The Story We Know
The way to begin is always the same. Hello,
Hello. Your hand, your name. So glad, just fine,
and Good bye at the end. That’s every story we know,
and why pretend? But lunch tomorrow? No?
Yes? An omelette, salad, chilled white wine?
The way to begin is simple, sane, Hello,
and then it’s Sunday, coffee, the Times, a slow
day by the fire, dinner at eight or nine
and Good bye. In the end, this is a story we know
so well we don’t turn the page, or look below
the picture, or follow the words to the next line:
The way to begin is always the same Hello.
But one night, through the latticed window, snow
begins to whiten the air, and the tall white pine.
Good bye is the end of every story we know
that night, and when we close the curtains, oh,
we hold each other against that cold white sign
of the way we all begin and end. Hello,
Good bye is the only story. We know, we know.
– Martha Collins, from The Catastrophe of Rainbows (Cleveland State University Poetry Center, 1985; reissued 1998)
This is another poem I copied down in high school journal, next to the last stanza of Robert Frost’s Stopping by the Woods on a Snowy Evening. More melancholy verses — today to be shared with the cyberworld and beyond — at a wrung sponge.
Wow! So hauntingly beautiful. Thank you for introducing me to a new poet!
There’s a great loping rhythm to that poem, almost playground sing-song. I think it’s great, thanks for that.
How could I have missed this one for so long? It seems like it should be better known than it is. I love the way it wraps back around on itself.
Yes, this is very haunting. The matter-of-fact repetition of hello/goodbye really resonates by the time the poem ends.
how poignant! I need to copy this one down.
Tadmack,
I like your Poetry Friday selection. I haven’t heard of that poet before. Thanks for the link to her website.
Oh so sad! I love the photo you posted with it. Thanks for the link.
Your poem reminds me of this quote I just ran into in the story “twenty-four hours” by Andrea Offermann in FLIGHT Vol. 4:
What we call the beginning is often
the end, and to make an end
is to make a beginning. The
end is where we start from.
T.S. Elliot
I know, logically, that the last sentence is “Hello, goodbye, is the only story. We know, we know.” But her line break there is genius, because it makes me read it as if it were like this:
“Hello? Goodbye is the only store we know. We know.” Even though that is not what the punctuation says, and I am probably wrong, I pick out that goodbye is the only story we know.
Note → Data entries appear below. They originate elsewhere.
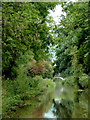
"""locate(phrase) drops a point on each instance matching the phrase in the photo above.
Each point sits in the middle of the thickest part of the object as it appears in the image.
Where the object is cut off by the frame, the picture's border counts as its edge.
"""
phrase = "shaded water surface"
(61, 103)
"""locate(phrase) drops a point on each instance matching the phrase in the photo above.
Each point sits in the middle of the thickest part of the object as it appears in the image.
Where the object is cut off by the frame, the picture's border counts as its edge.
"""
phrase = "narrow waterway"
(63, 102)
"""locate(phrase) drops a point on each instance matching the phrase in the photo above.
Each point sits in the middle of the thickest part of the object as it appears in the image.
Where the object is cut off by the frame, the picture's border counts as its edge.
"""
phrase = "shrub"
(48, 73)
(35, 68)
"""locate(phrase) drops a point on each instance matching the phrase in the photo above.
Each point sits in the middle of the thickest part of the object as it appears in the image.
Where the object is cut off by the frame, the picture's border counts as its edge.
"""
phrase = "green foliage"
(24, 30)
(73, 41)
(83, 80)
(35, 68)
(48, 73)
(24, 87)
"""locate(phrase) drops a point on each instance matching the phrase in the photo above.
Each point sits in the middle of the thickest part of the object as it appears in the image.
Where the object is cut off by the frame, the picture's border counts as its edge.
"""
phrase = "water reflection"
(68, 103)
(61, 103)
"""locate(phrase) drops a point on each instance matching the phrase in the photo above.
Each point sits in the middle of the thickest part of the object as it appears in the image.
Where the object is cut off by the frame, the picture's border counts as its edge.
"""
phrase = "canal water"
(63, 102)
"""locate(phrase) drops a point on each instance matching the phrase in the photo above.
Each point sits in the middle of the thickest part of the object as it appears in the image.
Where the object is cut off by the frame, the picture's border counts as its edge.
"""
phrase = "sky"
(56, 14)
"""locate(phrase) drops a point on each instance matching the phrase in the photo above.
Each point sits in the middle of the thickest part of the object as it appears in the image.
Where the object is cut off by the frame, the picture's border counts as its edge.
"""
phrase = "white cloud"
(56, 14)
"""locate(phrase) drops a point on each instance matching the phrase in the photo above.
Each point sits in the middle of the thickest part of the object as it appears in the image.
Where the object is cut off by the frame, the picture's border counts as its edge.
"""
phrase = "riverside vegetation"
(27, 68)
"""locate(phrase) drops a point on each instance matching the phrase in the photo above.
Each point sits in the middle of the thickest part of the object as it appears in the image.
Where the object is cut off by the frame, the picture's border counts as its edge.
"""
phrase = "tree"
(25, 33)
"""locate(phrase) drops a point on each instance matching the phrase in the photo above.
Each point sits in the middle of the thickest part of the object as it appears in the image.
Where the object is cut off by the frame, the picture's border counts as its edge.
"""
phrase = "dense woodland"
(26, 38)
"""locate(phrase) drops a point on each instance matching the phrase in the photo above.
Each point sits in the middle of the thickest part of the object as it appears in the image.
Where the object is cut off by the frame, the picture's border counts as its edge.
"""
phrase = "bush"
(48, 70)
(35, 68)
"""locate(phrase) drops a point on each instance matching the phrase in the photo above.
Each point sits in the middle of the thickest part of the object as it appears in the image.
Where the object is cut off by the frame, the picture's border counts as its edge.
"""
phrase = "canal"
(63, 102)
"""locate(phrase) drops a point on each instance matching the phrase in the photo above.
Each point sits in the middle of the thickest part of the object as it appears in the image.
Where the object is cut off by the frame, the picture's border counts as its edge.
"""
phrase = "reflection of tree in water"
(63, 109)
(81, 105)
Thanks for sharing this, Tanita.
Love the Eliot quote, Mary Lee.
I tend to read the last lines of the poem as a poem in itself, so Goodbye is the only story we know is how I read it as well, which is why it makes me immeasurably sad.
And Mary Lee — I’d never heard the Eliot quote – love that!
This one really gave me something to think about. Thanks for sharing it.
This poem makes me sad, too! I’ve never heard of the poet, and feel sadness that she must have been disappointed too many times…
How lovely. And how wrenching. Martha Collins is new to me too — thank you.
That is lovely. For me it evokes the same resignation I feel going into winter…
(BTW, thank you for visiting my blog! I’m still working out some, um, issues with its functionality.)
It’s Monday and I’m just getting to poetry Friday reading, now that all my guests have left. The house is quiet and I am enjoying every blessed word. Thanks for sharing this one. It is lovely.